From David Halberstam's The Best and the Brightest, 1972:
He learned to love China the hard way, for like Service and other sons of missionaries, there was a certain disillusion in realizing the futility of their parents' work. They knew that whatever else happened, China was not going to be saved and modernized by coming to Jesus Christ; China was China, and Christ was alien, Western, white. But if this was true, then their parents, selfless, decent people, were wasting their lives in at least one sense, and friends thought this accounted for much of the skepticism and irony which marked John Davies' outlook for the rest of his life. Growing up as a young American in China had already made him something of an outsider; now as a young man, jarred loose from the perceptions of his parents, he was even more intellectually and culturally independent at a surprisingly young age. From this would come John Davies the outsider, cool involved intellectually but uninvolved emotionally, the perfect reporter. If anything, he was brought up with a sense of the vastness of China, resistant to outside influence, be it Western Christian or Western capitalist or Western Communist, China determined somehow to come up with its own definition of itself formed on its own terms. It was a brilliant and far-reaching vision, but it did not necessarily serve him well. . . .

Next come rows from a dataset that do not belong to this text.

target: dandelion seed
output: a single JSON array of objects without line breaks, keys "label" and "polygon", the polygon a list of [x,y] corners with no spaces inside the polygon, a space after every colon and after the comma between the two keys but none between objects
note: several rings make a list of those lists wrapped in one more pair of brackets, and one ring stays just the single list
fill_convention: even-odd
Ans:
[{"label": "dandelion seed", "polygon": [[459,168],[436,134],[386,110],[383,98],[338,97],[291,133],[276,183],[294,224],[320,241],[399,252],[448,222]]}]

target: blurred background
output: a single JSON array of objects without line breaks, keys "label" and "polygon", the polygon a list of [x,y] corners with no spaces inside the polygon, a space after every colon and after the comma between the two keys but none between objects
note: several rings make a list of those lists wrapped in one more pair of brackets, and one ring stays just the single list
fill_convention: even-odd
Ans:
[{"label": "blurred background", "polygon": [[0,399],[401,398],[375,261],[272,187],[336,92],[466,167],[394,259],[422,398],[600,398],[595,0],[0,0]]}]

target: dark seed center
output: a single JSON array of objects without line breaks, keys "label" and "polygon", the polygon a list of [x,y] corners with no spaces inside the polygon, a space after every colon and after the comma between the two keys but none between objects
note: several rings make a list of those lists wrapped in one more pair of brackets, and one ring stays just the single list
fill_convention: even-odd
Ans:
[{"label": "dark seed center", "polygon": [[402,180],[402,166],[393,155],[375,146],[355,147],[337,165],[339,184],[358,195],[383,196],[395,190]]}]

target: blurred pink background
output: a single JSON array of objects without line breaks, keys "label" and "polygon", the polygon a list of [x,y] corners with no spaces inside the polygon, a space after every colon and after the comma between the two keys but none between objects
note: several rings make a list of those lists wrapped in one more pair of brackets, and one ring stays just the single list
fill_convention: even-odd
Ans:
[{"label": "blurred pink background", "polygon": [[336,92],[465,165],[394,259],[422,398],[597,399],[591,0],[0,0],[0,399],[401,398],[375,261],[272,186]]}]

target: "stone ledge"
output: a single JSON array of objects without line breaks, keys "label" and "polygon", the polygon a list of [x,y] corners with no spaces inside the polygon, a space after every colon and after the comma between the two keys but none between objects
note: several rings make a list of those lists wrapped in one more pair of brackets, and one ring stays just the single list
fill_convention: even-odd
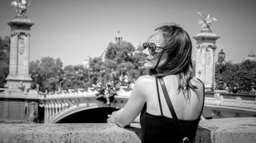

To his contemporaries he symbolized what the foreign service should be, expert, analytical and brave, and above all, perfectly prepared for what he was doing. He knew China, the people, the language, and he watched the revolution sweeping the country. It was, he would say then and later, an implosion, not an explosion, that is, the collapsing inward of a civilization, a nation shutting itself off from the world, determining within itself its destiny. He was with General Joe Stilwell in 1938 as the Japanese marched south, ravaging whatever was in their way. He was puzzled as to why a civilized people like the Japanese would commit such atrocities, and pondered it for some time. Part of the answer, he decided, was that the troops were simply motivated by duty to their emperor; the second reason, more interesting in the light of events thirty years later in Vietnam, was "the idealistic belief that the mission is also a crusade to liberate the Chinese people from the oppression of their own rulers." When the Chinese peasants showed signs of resenting this liberation "it is a shocking rejection of his idealism," and the Japanese soldier raged against "the people who he believes have denied him his chivalry."